Кэддоки были уже у двери, раскланивались и расшаркивались с директором института, американкой — рыжей девицей сорока с чем-то лет, разодетой в бахромчатую мини-юбочку, белую ковбойскую шляпу-стетсон, и при лассо. В низком декольте колыхалась веснушчатая желеобразная грудь; коленки отливали синевой.
— О, хэл-лоу, — просияла она. — Добро пожа-а-ловать в институт.
Мужчинам пришлось протискиваться мимо нее.
— Хэлло, — кивнул Дуг. Жена решительно потащила его дальше.
— А это еще зачем? — Гэрри указал на лассо.
— Проходите, не задерживайтесь, пожалуйста.

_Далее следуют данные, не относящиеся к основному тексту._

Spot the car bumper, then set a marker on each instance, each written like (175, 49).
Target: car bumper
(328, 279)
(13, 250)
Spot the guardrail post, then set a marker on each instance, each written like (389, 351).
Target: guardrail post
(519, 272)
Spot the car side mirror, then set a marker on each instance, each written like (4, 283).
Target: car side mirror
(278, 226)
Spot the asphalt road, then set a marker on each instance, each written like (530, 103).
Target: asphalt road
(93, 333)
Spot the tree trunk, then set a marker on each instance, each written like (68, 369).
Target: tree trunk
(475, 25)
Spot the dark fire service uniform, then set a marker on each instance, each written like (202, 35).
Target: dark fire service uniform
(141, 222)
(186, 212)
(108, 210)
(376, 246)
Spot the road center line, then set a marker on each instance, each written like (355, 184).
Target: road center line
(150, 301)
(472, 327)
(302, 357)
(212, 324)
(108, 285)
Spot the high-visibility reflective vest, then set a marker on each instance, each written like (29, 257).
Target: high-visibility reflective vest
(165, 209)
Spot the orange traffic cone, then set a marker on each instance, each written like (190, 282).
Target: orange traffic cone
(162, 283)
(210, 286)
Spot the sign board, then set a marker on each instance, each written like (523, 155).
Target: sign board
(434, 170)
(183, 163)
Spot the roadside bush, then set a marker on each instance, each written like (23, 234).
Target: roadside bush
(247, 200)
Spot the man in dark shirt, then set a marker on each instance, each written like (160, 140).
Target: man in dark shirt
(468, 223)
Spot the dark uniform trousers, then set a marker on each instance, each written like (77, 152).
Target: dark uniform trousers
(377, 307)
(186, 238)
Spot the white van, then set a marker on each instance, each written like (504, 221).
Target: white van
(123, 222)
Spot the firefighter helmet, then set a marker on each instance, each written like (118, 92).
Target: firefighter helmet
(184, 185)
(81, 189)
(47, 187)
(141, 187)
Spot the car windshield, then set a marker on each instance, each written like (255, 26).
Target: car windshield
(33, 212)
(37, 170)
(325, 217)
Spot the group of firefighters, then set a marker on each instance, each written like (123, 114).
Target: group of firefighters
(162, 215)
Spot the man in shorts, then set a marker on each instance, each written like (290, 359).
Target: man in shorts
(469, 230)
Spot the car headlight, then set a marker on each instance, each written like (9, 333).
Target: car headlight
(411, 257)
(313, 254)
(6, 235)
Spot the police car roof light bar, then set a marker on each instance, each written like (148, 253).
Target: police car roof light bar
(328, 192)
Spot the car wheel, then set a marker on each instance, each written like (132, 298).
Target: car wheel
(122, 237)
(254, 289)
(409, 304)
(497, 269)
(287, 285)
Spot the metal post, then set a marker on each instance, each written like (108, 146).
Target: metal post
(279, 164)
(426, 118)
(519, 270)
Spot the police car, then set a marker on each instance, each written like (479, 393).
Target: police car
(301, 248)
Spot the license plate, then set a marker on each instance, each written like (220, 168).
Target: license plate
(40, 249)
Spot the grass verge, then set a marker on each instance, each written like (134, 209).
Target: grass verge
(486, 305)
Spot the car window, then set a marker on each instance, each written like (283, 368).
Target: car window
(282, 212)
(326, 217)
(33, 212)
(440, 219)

Группу оставили дожидаться в холле, украшенном композициями из сухих цветов, что встретили полное одобрение в глазах миссис Каткарт. Из соседнего зала доносилось уютное гудение домашнего пылесоса. На стене висела вышивка по канве на новоанглийский лад, оправленная в рамочку: «ДОМ, МИЛЫЙ ДОМ».

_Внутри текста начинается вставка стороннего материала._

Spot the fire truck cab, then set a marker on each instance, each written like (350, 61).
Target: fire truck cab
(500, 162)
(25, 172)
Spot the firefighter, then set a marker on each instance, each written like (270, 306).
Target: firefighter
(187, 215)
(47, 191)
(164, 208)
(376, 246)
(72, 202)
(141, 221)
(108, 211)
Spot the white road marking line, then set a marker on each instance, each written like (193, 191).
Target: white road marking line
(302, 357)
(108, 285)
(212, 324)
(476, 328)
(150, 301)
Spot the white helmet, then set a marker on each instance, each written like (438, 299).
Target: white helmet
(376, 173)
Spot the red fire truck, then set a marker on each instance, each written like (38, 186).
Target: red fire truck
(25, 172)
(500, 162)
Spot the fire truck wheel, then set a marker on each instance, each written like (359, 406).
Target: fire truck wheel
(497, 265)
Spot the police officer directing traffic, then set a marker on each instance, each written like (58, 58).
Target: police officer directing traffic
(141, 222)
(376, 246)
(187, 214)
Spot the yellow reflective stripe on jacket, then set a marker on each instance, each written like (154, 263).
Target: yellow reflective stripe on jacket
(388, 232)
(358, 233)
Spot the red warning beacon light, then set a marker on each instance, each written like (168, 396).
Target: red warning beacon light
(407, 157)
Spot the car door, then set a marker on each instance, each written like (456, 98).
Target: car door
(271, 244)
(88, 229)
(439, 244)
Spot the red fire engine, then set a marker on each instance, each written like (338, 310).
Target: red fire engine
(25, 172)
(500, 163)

— Ага, тут у нас и мальчики, и девочки, я вижу. Незамужние-неженатики есть?
Шейла непроизвольно подняла руку.
— Ну и на черта ей занадобилось эту канитель разводить? — прошептала Вайолет.
Луиза подняла руку. Луиза, обычно такая послушная и кроткая.
— О, вот я как раз без мужа.
— Мне страшно жаль, — посочувствовала экскурсовод. — Мне так жаль это слышать.
— Да нет, он всего лишь ушел полюбоваться абстрактной живописью. Этот вид современного искусства его всегда занимал. Я-то не возражаю, — улыбнулась Луиза.
— А где старина Борелли? — не подумав, брякнул Гэрри. Все уже привыкли видеть их вдвоем, поглощенных беседой.
— Он не верит в институты. Говорит, ему это неинтересно. Я звала его с нами, но он подался куда-то еще.
Гул пылесоса сменила приглушенная запись органной музыки. Словно в церкви аудиторию «разогревали».
Все выжидательно глядели на рыжую американку. Та подбоченилась: ни дать ни взять хищная птица.
— Ладно, о'кей, не буду болтать попусту. Оно все равно что ворчать да пилить: кошмар, да и только. Так, чего доброго, и хорошего мужчину отпугнешь. — Фразы перемежались легкими, обрывистыми смешками. — Я составлю вам компанию, идет? Думаю, так для всех лучше будет. Правда, денек выдался роскошный?
Как всегда, Джеральд Уайтхед держался с краю и похрустывал покрасневшими костяшками пальцев — костяшками явно холостяцкими. И в Институт брака, и в Америку как таковую Джеральд потащился заодно с прочими; умыв руки, так сказать. Америка была не его идеей, а Институт брака символизировал худшие ее крайности. Сам он предпочел бы находиться где-нибудь еще. Например, в Вене; или, скажем, в мощеной Флоренции; в Европе, где часы показывают римское время. Европа приглашала к размышлению; он позволял себе неспешно дрейфовать по течению, особняком от всех.
Джеральд поднял было руку сдвинуть очки на нос, как вдруг — фью-ю-ють! — с шорохом взлетела и упала петля, задергалась, закрутилась на запястье, точно метательное кольцо; и не успел тот толком понять, что происходит, не успел и пальцем пошевелить, как его потащило точно в объятия рыжеволосой девицы-экскурсовода.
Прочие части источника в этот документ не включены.